Se stai programmando un viaggio in Sicilia, la Valle dell’Anapo è una tappa imperdibile: natura selvaggia, sentieri panoramici e un patrimonio archeologico che ti farà fare un salto indietro di tremila anni.
La Valle dell’Anapo si trova nella provincia di Siracusa, all’interno dei Monti Iblei. Il suo cuore è racchiuso tra i comuni di Sortino, Ferla e Cassaro. È facilmente raggiungibile da Siracusa (circa 40 km), Catania (circa 80 km) e Ragusa (circa 70 km).
L’ingresso principale è quello di Fusco, nei pressi di Sortino, da cui partono diversi sentieri escursionistici. È possibile accedere anche dall’area di Pantalica, famosa per la sua necropoli.

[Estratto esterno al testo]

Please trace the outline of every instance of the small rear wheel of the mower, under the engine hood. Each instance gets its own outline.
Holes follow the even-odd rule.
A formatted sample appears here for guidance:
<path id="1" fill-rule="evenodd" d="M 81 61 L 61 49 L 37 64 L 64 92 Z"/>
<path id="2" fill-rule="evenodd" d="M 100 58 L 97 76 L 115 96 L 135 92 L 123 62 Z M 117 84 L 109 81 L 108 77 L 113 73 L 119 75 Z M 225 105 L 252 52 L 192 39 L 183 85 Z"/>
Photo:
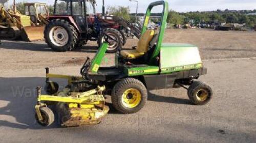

Il paesaggio della valle è il risultato di milioni di anni di storia geologica. L’altopiano ibleo, di origine calcarea, è stato modellato da fratture, faglie e processi carsici che hanno dato vita a spettacolari gole e grotte.
Ma la Valle dell’Anapo non è solo natura: è anche un museo a cielo aperto. Tra le sue rocce si celano tracce di antiche civiltà che abitarono la Sicilia migliaia di anni fa. La testimonianza più straordinaria è la Necropoli di Pantalica, dichiarata Patrimonio dell’Umanità dall’UNESCO, con oltre 5.000 tombe scavate nella roccia, databili tra il XIII e l’VIII secolo a.C.
Il fiume Anapo nasce dalle pendici di Monte Lauro e, dopo un percorso di circa 40 km, si getta nel Porto Grande di Siracusa. Il suo corso attraversa scenari mozzafiato: dolci meandri, poi gole profonde, canyon con pareti scoscese e vegetazione rigogliosa.
Il paesaggio è un mix di macchia mediterranea, lecci, carrubi e piante aromatiche che profumano l’aria. Non mancano specie faunistiche rare, come la lontra, rapaci come il falco pellegrino e numerosi uccelli acquatici.